I say hell no. Yeah, they already have to work hard to keep up with everything, but academically they're already being babied more than enough. I have a degree from the College of Engineering at UW. I had one D thanks to a group project that was 60% of the final grade. First guy in my group dropped the class, which wouldn't have been bad if the other kid hadn't been a certain (then) senior star DE who shall remain unnamed. Guess how much work he did on our project despite all the stuff he was assigned to do? ZERO. He showed up to ONE meeting all semester. I'm assuming he retook the class - something I couldn't do, since I was graduating. And no, the professor said "no excuses," so I had no choice in the matter.

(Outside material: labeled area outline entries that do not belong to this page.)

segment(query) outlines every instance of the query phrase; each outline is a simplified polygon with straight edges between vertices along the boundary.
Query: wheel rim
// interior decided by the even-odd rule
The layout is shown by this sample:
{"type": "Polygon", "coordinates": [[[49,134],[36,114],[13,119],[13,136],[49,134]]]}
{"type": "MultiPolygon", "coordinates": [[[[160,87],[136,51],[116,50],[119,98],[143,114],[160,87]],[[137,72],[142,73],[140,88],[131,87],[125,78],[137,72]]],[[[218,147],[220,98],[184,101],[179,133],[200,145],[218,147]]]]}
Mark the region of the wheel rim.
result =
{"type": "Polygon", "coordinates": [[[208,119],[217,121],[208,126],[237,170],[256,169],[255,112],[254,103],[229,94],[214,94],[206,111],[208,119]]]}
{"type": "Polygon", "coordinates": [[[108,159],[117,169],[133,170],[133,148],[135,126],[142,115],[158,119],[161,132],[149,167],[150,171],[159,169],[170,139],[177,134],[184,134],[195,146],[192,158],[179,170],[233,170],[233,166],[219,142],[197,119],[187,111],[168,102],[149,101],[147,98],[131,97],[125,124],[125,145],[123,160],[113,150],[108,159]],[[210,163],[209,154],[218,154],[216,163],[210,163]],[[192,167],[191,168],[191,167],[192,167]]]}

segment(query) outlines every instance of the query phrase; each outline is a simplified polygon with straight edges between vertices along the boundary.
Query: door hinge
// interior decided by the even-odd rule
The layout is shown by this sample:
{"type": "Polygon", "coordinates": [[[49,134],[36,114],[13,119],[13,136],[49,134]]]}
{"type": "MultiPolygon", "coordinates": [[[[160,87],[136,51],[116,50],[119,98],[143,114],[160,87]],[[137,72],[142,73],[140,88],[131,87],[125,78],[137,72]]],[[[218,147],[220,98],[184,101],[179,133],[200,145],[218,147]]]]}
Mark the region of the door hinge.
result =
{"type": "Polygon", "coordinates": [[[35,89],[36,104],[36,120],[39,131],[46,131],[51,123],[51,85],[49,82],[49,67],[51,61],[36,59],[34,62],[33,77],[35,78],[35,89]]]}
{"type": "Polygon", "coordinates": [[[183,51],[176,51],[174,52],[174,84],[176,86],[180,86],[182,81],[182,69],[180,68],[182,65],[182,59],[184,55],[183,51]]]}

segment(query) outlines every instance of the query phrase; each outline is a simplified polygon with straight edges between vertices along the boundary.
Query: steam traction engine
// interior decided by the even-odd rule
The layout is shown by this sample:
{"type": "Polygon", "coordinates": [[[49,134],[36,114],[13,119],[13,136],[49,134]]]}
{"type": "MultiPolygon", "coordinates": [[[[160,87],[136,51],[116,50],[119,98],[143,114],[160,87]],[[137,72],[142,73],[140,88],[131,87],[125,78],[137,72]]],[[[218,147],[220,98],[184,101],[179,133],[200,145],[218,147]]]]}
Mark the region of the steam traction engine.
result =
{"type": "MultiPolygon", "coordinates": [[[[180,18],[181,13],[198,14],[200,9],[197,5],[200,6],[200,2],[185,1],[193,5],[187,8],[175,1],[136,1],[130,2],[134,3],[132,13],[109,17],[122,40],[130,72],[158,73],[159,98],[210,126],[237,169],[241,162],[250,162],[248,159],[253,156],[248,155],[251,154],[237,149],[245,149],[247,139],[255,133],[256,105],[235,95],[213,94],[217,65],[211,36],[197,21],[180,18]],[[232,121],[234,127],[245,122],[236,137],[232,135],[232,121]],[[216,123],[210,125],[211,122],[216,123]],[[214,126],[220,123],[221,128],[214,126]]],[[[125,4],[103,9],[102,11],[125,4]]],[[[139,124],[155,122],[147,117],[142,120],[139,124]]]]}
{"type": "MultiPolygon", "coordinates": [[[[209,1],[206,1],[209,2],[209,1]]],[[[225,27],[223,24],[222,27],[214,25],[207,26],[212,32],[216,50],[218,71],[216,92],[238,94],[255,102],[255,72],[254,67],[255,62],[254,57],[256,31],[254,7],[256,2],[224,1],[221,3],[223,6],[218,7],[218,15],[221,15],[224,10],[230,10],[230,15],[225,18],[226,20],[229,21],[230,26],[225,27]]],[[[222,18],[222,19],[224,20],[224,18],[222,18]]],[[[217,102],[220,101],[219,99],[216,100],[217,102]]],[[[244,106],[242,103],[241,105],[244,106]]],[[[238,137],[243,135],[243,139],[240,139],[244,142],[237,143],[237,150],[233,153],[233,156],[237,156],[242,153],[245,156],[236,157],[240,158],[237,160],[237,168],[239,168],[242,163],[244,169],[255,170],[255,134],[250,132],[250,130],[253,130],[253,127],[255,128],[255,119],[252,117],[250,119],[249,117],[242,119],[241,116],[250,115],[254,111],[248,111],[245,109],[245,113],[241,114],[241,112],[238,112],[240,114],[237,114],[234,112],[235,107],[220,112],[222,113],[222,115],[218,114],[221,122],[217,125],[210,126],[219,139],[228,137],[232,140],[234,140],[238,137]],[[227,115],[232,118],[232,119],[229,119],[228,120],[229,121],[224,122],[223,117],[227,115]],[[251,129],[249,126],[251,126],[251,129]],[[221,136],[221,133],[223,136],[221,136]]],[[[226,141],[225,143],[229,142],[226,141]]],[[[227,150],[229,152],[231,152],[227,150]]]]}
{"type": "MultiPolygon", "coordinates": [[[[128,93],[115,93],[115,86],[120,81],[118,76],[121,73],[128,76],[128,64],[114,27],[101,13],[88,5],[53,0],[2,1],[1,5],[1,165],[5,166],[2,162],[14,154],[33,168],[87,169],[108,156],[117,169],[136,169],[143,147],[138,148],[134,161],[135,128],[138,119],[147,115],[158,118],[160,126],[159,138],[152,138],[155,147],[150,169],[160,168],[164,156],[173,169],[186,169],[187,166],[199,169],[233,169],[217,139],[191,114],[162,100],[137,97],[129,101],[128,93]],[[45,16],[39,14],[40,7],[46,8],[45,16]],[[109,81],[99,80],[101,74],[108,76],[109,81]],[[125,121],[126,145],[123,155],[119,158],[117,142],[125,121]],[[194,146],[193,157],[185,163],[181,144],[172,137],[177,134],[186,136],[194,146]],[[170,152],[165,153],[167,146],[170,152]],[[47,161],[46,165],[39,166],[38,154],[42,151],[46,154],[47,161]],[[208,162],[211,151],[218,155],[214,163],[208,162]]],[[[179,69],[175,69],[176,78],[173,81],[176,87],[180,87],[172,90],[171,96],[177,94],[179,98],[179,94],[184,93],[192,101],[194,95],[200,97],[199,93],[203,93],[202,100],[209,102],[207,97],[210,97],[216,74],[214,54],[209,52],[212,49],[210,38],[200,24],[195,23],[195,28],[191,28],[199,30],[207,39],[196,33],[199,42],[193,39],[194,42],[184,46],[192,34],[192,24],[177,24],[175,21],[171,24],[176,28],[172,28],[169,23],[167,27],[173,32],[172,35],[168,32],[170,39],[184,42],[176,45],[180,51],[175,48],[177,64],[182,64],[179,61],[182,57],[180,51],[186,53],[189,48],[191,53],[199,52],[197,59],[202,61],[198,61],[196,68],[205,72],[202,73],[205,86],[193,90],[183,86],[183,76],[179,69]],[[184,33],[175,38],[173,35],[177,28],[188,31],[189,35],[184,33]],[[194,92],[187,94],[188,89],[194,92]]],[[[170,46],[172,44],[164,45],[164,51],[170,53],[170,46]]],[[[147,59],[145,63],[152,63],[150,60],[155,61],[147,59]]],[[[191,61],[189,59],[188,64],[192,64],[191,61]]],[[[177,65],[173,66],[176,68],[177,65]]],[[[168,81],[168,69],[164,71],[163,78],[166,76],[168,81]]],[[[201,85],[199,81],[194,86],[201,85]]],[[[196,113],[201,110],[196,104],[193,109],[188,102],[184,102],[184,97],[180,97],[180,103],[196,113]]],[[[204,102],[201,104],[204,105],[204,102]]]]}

As a transfer student who only had like 80 credits at UW, 4 credits' worth of D will affect your GPA quite a bit. Good thing I decided against grad school against my advisor's wishes.
Was this an isolated incident? No.
I seriously don't believe for a second that a football player works harder than the average student in Engineering (the only department I have real experience of). I knew plenty of kids who had to put in 40-50 hours a week of studying just to pass their classes. Then they had jobs on top of that to try and pay their way through school. The part about students not pulling in money to the schools is BS as well - plenty of students participate in research projects sponsored by companies like GE, HP, Intel, etc., and those are worth millions per semester for a single department.
Seriously, it's voluntary to play sports in college. I played club sports and loved just doing it for the team experience. Sure it was a million times more relaxed, but on the flip side, my academic life was way more intense than certain football players'.